With that in mind, I interviewed the most important members of the Stage Left audience: Noah Cunningham and Adrian Taylor Jr., the only black men in attendance that night.

They wore all the fashion styles that our black parents tell us not to wear in a confrontation with the police; durags, big diamond earrings, Nike jumpsuits, a black hoodie covering the head and dri-fit ski goggles as COVID protection. Their clothes showed a mature friction between moving freely in black manhood and being killed for it, a prominent struggle perfectly captured in “Pass Over.”

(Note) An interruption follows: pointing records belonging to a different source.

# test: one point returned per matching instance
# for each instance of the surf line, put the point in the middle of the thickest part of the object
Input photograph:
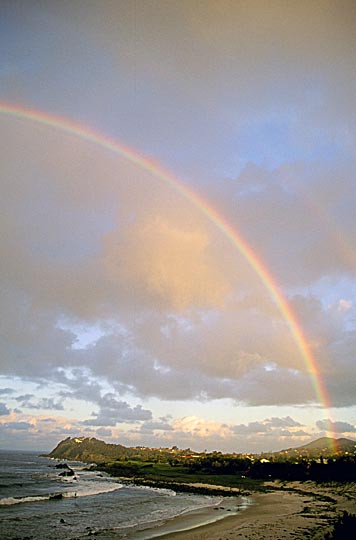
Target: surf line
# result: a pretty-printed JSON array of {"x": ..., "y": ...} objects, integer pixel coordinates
[{"x": 235, "y": 238}]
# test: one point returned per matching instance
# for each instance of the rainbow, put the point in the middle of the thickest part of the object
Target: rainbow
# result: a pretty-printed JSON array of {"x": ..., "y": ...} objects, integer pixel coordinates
[{"x": 235, "y": 238}]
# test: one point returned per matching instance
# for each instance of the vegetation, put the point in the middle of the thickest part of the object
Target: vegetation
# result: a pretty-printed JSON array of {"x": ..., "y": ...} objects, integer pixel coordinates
[
  {"x": 171, "y": 465},
  {"x": 344, "y": 527}
]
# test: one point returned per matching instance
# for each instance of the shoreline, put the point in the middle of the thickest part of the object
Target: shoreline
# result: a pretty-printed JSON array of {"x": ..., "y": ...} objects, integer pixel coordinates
[
  {"x": 289, "y": 510},
  {"x": 193, "y": 520}
]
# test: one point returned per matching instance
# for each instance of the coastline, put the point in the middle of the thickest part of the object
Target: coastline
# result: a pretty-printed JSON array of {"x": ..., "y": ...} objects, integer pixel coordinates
[{"x": 290, "y": 510}]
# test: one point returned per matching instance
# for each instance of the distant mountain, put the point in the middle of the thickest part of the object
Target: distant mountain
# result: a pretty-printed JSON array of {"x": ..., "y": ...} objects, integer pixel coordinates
[
  {"x": 91, "y": 450},
  {"x": 325, "y": 446}
]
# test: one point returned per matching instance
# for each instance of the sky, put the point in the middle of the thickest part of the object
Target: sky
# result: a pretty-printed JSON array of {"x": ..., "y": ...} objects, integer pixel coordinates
[{"x": 197, "y": 289}]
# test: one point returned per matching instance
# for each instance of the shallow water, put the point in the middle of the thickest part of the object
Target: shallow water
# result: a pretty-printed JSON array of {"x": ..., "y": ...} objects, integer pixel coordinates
[{"x": 88, "y": 504}]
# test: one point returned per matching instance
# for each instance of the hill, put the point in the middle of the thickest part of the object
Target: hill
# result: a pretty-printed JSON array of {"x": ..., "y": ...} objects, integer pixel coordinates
[
  {"x": 89, "y": 449},
  {"x": 325, "y": 446}
]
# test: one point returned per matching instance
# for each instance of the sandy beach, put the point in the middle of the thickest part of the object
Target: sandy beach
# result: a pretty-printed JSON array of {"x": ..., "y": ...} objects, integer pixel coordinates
[{"x": 291, "y": 510}]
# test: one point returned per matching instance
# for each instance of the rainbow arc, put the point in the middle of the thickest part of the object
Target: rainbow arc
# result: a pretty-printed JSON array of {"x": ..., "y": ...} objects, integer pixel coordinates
[{"x": 235, "y": 238}]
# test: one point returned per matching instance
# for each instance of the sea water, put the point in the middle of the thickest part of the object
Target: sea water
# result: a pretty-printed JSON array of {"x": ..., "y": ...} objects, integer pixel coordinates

“They made it a point in the game to know when to talk and look ‘proper,'” Taylor said. “When you talk to more professional people, you have to act a certain way to get where you want to go in life.”

Both 19 and finishing their junior years at Eastern Washington University, they are part of a young black generation that witnessed the birth of the Black Lives Matter movement after the murders of unarmed black youths such as Trayvon Martin, Tamir Rice and Rekia Boyd. And the not-guilty verdicts and press conferences announcing that no charges would be filed for their deaths.

They called “Pass Over” a relatable display of the fears and weariness of police brutality within the black community. “The friendship they have, I really felt it when they cared about each other,” Cunningham said. “It’s not just black men keeping their heads on the pivot or protecting each other, it’s our community as a whole in these situations.”

“Even though we black men have our differences, we know when to come together and when to protect each other,” Taylor said.

Cunningham is also part Samoan and sees similarities between white people who learn about anti-black racism through “Pass Over” and its Samoan parent who understands the plight of black people. He enjoyed Anderson’s dual role of Ossifer and Mister.

“It doesn’t matter if you’re a cop or a white man or a white woman, you still have that power over black people no matter where you are in life. It doesn’t matter if you’re a cop or not, racism will always prevail,” Cunningham said.

Overall, the two agreed that Pass Over captured a damning subject matter seamlessly. However, since whites don’t experience anti-black issues, the men hope that Pass Over sticks and that the privilege of detachment doesn’t erase the important message of the piece.

“I know there were a lot of white people here today, and this piece is a start of change,” Taylor said. “I like what they are doing with this piece.”

“But that’s the first step: recognizing that racism and police brutality is one thing. I feel like they gave a little insight into what we’re going through,” Cunningham said. “I don’t feel like anyone here can fully understand unless you’re black, though.”